“In a linear, passive and bilateral single source network, the ratio of response to the excitation is constant even though the source is interchanged from the input terminals to the output terminals”.
Suppose that the application of voltage ‘ V ‘ across PP’ produces current is through the branch QQ’ having impedance Z3. Then, the ratio of the response to excitation is given by,
\[\frac{R}{E}=\frac{{{I}_{3}}}{V}…(1)\]
Now, the positions of source and response are interchanged. The voltage source is connected across the terminals QQ’ and it produces current response I1 through the branch PP’ having impedance Z1 as shown in the figure (b). Now, the ratio of the response to the excitation is given by,
\[\frac{R}{E}=\frac{{{I}_{1}}}{V}…(2)\]
According to reciprocity theorem, the ratio of response to the excitation is constant in both cases.
Hence,
Equation (1) = Equation (2)
\[\frac{{{I}_{3}}}{V}=\frac{{{I}_{1}}}{V}=\frac{I}{V}\left( Constant \right)\] \[As \left[ i.e,{{I}_{3}}={{I}_{1}} \right]\]
Consider the network shown in figure (1).
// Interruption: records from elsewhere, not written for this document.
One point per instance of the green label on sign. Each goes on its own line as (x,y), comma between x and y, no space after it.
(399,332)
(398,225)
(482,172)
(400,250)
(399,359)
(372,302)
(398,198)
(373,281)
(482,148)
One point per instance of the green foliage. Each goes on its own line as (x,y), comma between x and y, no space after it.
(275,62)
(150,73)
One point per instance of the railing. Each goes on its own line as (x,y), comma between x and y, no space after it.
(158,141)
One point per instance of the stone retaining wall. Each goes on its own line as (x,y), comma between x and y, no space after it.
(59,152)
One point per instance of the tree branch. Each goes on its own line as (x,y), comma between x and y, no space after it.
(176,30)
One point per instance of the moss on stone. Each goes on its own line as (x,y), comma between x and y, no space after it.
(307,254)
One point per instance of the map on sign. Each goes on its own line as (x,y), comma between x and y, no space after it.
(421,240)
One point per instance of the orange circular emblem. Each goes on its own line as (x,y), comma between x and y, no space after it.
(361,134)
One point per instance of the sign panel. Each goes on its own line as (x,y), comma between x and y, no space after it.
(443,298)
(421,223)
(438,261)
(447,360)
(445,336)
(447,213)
Suppose application of voltage V across AA’ produces current I through BB’. Now, if the positions of source and responses are interchanged by connecting the voltage source across BB’, the resultant current I will flow through terminals AA’. According to reciprocity theorem, the ratio of response to excitation is same in both the cases. The reciprocity theorem is not valid for a network with two sources.
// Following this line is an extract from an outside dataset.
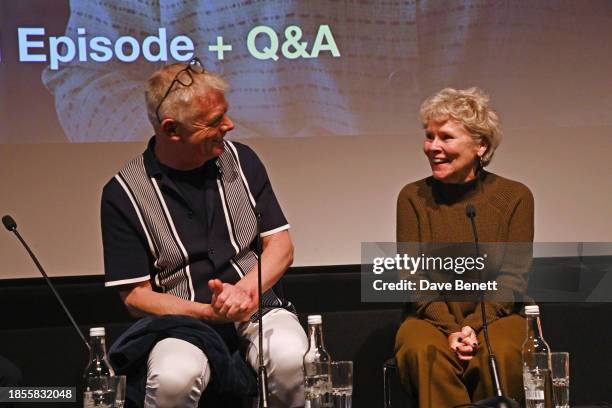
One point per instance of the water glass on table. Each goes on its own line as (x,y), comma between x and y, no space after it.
(342,383)
(560,378)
i.e,\[\frac{I}{V}=\text{ Constant }\left( \text{In both the cases} \right)\]
Reciprocity Theorem Example
Consider the network shown in figure (2). Let 10 V voltage source be the excitation (or input) and current I be the response (or output). By applying KCL at node ‘a’, we get,
\[\frac{{{V}_{a}}-10}{2}+\frac{{{V}_{a}}}{4}+\frac{{{V}_{a}}-20}{30}=0\]
\[{{V}_{a}}\left( \frac{1}{2}+\frac{1}{3}+\frac{1}{4} \right)-\frac{10}{2}-\frac{20}{3}=0\]
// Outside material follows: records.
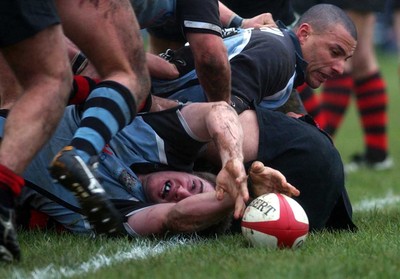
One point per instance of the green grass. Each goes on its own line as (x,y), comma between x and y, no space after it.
(372,252)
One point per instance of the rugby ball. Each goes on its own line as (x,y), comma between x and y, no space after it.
(275,221)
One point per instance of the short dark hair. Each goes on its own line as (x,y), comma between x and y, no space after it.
(322,16)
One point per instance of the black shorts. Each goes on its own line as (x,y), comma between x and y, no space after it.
(21,19)
(280,9)
(394,4)
(206,14)
(310,162)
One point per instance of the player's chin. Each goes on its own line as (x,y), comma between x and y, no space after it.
(314,83)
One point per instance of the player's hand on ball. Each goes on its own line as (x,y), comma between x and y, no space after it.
(232,179)
(267,180)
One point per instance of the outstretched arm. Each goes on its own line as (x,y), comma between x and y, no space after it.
(189,215)
(218,122)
\[{{V}_{a}}\times \frac{13}{12}=\frac{35}{3}\]
\[{{V}_{a}}=\frac{35}{3}\times \frac{12}{13}=\frac{140}{13}\text{V}\]
\[I=\frac{{{V}_{a}}}{4}=\frac{140}{13\times 4}=\frac{35}{13}\text{A}\]
The ratio of response to the excitation is,
\[\frac{I}{V}=\frac{35}{13}\times \frac{1}{10}=\frac{7}{26}…(3)\]
When the input and output terminals are interchanged, the circuit until be modified as shown in figure (3).
\[\frac{{{{{V}’}}_{a}}}{2}+\frac{{{{{V}’}}_{a}}-10}{4}+\frac{{{{{V}’}}_{a}}-20}{3}=0\]
\[{{{V}’}_{a}}\left( \frac{1}{2}+\frac{1}{3}+\frac{1}{4} \right)=\frac{10}{2}+\frac{20}{3}\]
\[{{{V}’}_{a}}\times \frac{13}{12}=\frac{55}{6}\]
\[{{{V}’}_{a}}=\frac{55}{6}\times \frac{12}{13}=\frac{100}{13}\text{V}\]
\[{{{I}’}_{a}}=\frac{{{{{V}’}}_{a}}}{2}=\frac{100}{13\times 2}=\frac{55}{13}\text{A}\]
The ratio of response to the excitation is,
\[\frac{{{I}’}}{V}=\frac{55}{13}\times \frac{1}{10}\]
\[=\frac{11}{26}…(4)\]
As equations (3) and (4) are not equal it can be said that the reciprocity theorem is invalid for networks with two or more sources.